On people-to-people exchanges particularly ties in the education sector, Ms. Horst observed that young people were the future of the relationship and that’s why the United States continued to invest in education. In this context. she referred to approximately 800 Pakistani students visiting United States every year on various exchange programmes and the presence of thousands of others in universities across the country.

“That is an investment in the future,” she said.

Referring to Pakistan’s ties with the world, Ms. Horst said that “Pakistan is a sovereign country. It has made and always will make its own choices. It has a lot of partnerships.

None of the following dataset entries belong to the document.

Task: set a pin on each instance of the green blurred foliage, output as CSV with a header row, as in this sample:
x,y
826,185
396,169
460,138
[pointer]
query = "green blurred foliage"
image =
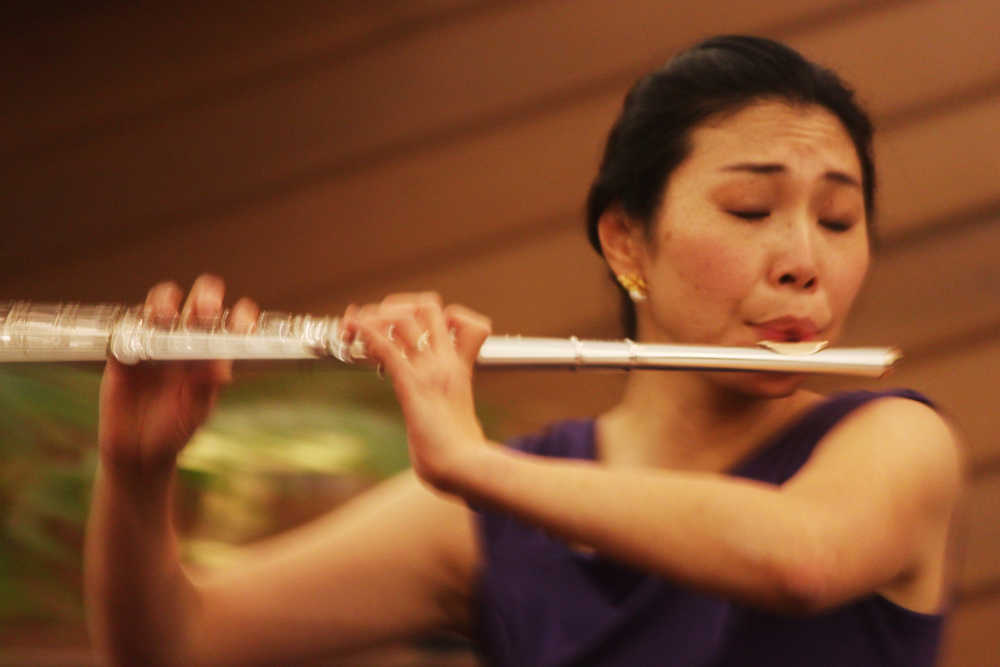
x,y
282,433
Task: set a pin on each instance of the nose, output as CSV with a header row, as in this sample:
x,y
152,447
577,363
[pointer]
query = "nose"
x,y
795,262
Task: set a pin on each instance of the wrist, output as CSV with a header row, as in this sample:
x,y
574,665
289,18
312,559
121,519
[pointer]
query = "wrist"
x,y
136,476
466,473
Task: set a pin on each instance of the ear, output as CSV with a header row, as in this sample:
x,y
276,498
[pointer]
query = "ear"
x,y
622,242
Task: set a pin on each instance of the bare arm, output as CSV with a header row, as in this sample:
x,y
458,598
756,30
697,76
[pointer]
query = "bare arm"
x,y
870,510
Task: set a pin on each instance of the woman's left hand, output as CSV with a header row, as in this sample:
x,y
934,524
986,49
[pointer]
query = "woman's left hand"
x,y
429,352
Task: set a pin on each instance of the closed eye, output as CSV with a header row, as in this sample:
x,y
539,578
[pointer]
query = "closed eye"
x,y
755,214
836,225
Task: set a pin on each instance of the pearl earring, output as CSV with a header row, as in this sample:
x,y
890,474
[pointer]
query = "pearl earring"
x,y
634,285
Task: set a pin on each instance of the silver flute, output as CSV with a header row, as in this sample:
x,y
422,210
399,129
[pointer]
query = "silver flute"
x,y
48,332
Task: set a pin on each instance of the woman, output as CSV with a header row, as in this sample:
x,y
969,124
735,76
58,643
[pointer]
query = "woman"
x,y
708,518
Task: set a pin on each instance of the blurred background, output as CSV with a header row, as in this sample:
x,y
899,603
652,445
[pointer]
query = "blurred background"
x,y
318,153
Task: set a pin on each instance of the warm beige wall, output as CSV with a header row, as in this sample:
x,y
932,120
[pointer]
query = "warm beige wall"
x,y
316,153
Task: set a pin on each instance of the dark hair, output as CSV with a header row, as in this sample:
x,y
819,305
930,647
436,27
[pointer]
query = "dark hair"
x,y
723,74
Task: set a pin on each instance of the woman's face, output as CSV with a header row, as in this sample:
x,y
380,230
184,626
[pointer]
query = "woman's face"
x,y
761,233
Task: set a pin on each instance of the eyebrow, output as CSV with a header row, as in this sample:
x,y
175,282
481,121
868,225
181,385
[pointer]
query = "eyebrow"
x,y
777,168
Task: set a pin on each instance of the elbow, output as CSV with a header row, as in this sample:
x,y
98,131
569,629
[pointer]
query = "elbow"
x,y
806,585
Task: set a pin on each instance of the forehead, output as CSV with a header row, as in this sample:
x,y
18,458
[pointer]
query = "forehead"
x,y
802,138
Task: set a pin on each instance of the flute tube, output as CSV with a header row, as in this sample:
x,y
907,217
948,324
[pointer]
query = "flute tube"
x,y
47,332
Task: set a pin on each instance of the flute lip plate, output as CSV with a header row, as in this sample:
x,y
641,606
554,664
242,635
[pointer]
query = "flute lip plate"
x,y
805,347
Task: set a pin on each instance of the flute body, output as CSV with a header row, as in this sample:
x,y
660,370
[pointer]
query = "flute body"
x,y
74,332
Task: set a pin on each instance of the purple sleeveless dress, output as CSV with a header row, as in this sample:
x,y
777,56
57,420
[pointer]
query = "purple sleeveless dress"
x,y
543,604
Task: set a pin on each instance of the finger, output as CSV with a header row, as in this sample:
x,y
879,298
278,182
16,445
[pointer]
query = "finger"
x,y
471,330
414,299
380,349
204,302
162,302
243,316
406,330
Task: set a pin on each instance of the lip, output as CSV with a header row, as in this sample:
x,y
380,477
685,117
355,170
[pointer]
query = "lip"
x,y
786,329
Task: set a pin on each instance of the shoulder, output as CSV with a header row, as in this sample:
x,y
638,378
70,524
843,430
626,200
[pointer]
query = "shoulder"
x,y
896,439
565,439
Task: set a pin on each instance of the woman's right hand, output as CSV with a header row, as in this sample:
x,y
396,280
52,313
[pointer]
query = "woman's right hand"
x,y
149,411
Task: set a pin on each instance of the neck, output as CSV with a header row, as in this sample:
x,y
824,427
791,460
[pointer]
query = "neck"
x,y
689,421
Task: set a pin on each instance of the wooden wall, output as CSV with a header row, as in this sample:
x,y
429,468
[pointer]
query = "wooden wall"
x,y
316,153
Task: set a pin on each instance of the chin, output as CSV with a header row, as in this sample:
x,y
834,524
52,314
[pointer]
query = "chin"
x,y
760,385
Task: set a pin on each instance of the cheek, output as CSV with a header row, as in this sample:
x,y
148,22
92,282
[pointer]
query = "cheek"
x,y
710,268
847,277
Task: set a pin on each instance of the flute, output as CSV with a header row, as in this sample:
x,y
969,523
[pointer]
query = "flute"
x,y
75,332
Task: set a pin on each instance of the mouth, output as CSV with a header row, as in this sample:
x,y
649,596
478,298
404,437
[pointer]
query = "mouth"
x,y
786,330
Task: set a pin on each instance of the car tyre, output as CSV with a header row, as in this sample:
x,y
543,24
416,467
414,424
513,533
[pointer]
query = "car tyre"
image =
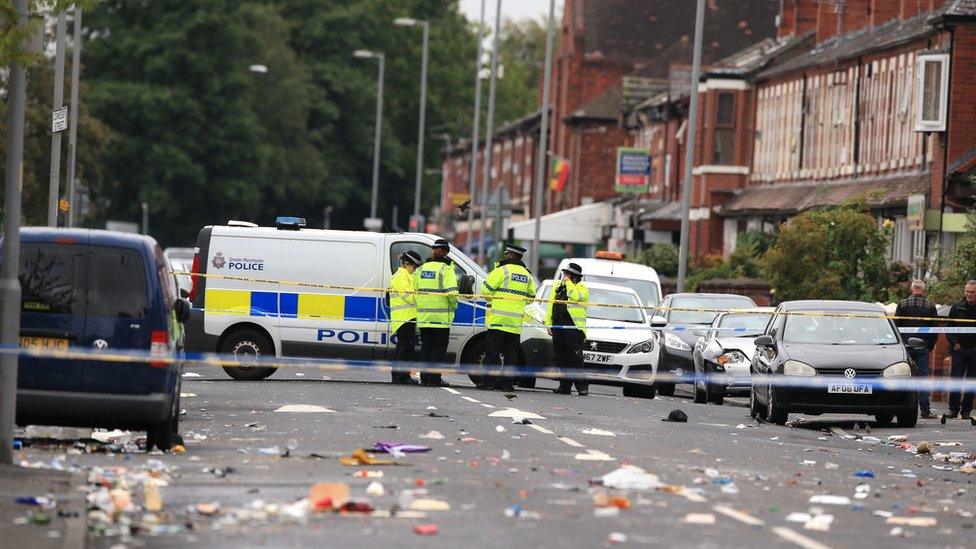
x,y
908,418
248,344
775,413
639,391
884,420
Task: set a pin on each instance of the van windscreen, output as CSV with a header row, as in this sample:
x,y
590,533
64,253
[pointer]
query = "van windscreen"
x,y
117,283
52,279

The United States respects that.”

“A strong prosperous and democratic Pakistan is essential for the interests of both our countries and both our peoples. The best way to do that is through continued cooperation.”

In his remarks, Ambassador Khan expressed appreciation for US assistance to Pakistan in generating green energy and modernizing its agriculture through Green Alliance observing that these measures would prepare Pakistan to respond effectively to climate-induced disasters and “keep ourselves in step with the fast transforming global economy.”

“In the wake of last year’s devastating floods, the US has become our partner in building a climate-resilient, inclusive economy, with emphasis on food security, health, women empowerment, social protection and infrastructure development,” he said.

On efforts to promote greater economic connectivity, Ambassador Khan said that Pakistan foresee the US catalyzing the country’s integration into the global supply chains. “The areas mature for such cooperation are agriculture, biotechnology, medicine, manufacturing and tech industry,” he said.

Among others who spoke at the conference were: Michael Kugelman, Director South Asia Institute; Ghazanfar Hashmi, President International Academy of Letters, USA; Dr. Hassan Abbas; Esperanza Gomez Jelalian; Ms. Kalsoom Lakhani; Baqir Sajjad; Ms. Jumaina Siddiqui; Ms. Ambereen Mirza; Rick Khan; Nasruddin Rupani and Dr. Asaf Qadeer.